Numa época em que a literatura popular era considerada perigosa para a mente sugestionável das jovens, a erudição precoce, a originalidade e a liberdade de espírito aproximaram as duas autoras. E a consequência disso é uma produção bastante fértil na juventude de ambas, reunida neste volume. 
Para Jane Austen e Charlotte Bronte, a juvenília representou uma possibilidade de experimentação e desenvolvimento da complexidade de seus personagens. Através da leitura desses textos, podemos acompanhar a evolução de duas grandes escritoras da língua inglesa, que levaria a suas obras-primas: Orgulho e Preconceito e Jane Eyre. 

                                                                       ***

A pergunta que não quer calar. O que é Juvenília? Pois bem caros amigos também me fiz esta pergunta. E fui pesquisar no dicionário: substantivo feminino - As obras da mocidade de um autor. Logo, este livro tem preciosidades da juventude destas grandes escritoras inglesas. 

Tenho mais intimidade com as obras de Jane Austen, mas, posso garantir que Charlotte Bronte é tão boa quanto, sabe quando é igual, porém diferente. Elas são assim. 

“... Jane Austen é a personificação da elegância e da proporção neoclássica; Charlotte Bronte, por outro lado, representa toda a paixão e a extravagância do espírito romântico: nas características mais óbvias, essas duas autoras parecem ser radicalmente opostas”. 

“... a similaridade mais forte entre as duas tenha sido a produção e a preservação de fartos escritos de juventude”. 

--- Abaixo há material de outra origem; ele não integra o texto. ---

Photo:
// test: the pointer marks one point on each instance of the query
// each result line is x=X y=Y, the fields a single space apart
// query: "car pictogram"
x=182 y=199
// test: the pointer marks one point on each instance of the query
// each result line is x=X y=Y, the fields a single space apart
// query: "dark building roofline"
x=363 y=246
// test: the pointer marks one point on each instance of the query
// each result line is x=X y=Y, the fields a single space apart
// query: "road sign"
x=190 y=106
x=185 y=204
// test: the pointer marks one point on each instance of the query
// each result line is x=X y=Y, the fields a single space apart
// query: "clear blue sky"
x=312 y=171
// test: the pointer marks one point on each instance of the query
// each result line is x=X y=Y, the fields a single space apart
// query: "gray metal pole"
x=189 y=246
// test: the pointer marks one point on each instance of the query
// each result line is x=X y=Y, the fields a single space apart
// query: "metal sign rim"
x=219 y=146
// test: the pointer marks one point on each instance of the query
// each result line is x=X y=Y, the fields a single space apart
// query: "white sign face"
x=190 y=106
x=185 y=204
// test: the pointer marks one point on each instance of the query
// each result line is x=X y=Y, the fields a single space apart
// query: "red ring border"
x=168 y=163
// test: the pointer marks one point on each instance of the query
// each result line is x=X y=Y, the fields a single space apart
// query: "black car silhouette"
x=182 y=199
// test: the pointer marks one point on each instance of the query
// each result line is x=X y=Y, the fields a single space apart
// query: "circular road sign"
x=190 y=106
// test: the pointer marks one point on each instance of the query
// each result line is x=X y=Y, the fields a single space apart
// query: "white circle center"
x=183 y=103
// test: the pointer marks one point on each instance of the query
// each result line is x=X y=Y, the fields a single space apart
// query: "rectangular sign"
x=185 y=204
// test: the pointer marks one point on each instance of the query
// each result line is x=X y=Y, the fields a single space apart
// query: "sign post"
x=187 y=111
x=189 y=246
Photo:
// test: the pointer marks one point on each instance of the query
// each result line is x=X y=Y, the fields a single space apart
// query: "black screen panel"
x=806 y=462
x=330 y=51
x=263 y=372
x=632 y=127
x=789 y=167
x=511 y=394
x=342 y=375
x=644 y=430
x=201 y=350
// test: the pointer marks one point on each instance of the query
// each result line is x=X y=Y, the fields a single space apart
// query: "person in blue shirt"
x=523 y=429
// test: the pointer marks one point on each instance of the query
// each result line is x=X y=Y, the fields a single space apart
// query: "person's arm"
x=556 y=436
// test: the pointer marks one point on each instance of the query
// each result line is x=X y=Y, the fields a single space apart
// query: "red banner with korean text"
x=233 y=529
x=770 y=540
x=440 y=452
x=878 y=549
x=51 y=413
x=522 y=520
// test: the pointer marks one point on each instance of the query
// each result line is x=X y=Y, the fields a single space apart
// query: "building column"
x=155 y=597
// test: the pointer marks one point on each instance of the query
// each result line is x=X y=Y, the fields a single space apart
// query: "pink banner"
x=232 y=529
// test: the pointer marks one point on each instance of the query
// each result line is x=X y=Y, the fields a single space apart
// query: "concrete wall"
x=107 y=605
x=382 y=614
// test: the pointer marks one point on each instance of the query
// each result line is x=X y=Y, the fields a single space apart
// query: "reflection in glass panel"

“A obra de juventude de ambas, vista como um todo, pode ser encarada como algo que revela um processo de seleção: alguns experimentos são testados e desenvolvidos e ressurgirão em romances escritos mais tarde”. 

A Juvenília de Austen foi composta aproximadamente entre 1787-1793, quando a autora tinha entre 12 a 18 anos. Ela própria selecionou e dividiu sua obra em três volumes. São histórias inacabadas e curtas, dedicadas sempre aos familiares e alguns amigos. Menos crítica talvez por ainda ser jovem, com ambientes familiares aos seus romances publicados, bailes, chás, situações do cotidiano, etc. 

“... creio que meus modos e minha maneira de falar são muito refinados; há certa elegância, uma peculiar doçura neles que jamais vi em outros e que não posso descrever...”. Pg. 67 

“Minhas queridas meninas, agora chegou o momento em que vou colher as recompensas de todas as preocupações que tive e esforços que fiz durante sua educação”. Pg 151 

“Sua imaginação era fértil e, nas amizades, assim como em toda sua personalidade, ela demonstrava entusiasmo”. Pg.161 


A juvenília de Charlotte Bronte foi escrita ao longo de 10 anos, 1829-1839. A imaginação de Charlotte é muito fértil e repleto de magia.Junto com seu irmão Branwell, criaram o reino de Angria, inspirado em As mil e uma noites. Dividido em 4 volumes, com vários personagens em um mesmo universo, gênios, mitologia, magia, viagens marítimas, rebeliões e com um elaborado conjunto de personagens. Ela dá uma seqüência a história, que nos prende, alguns personagens crescem e Charlotte cria uma heroína perfeita. 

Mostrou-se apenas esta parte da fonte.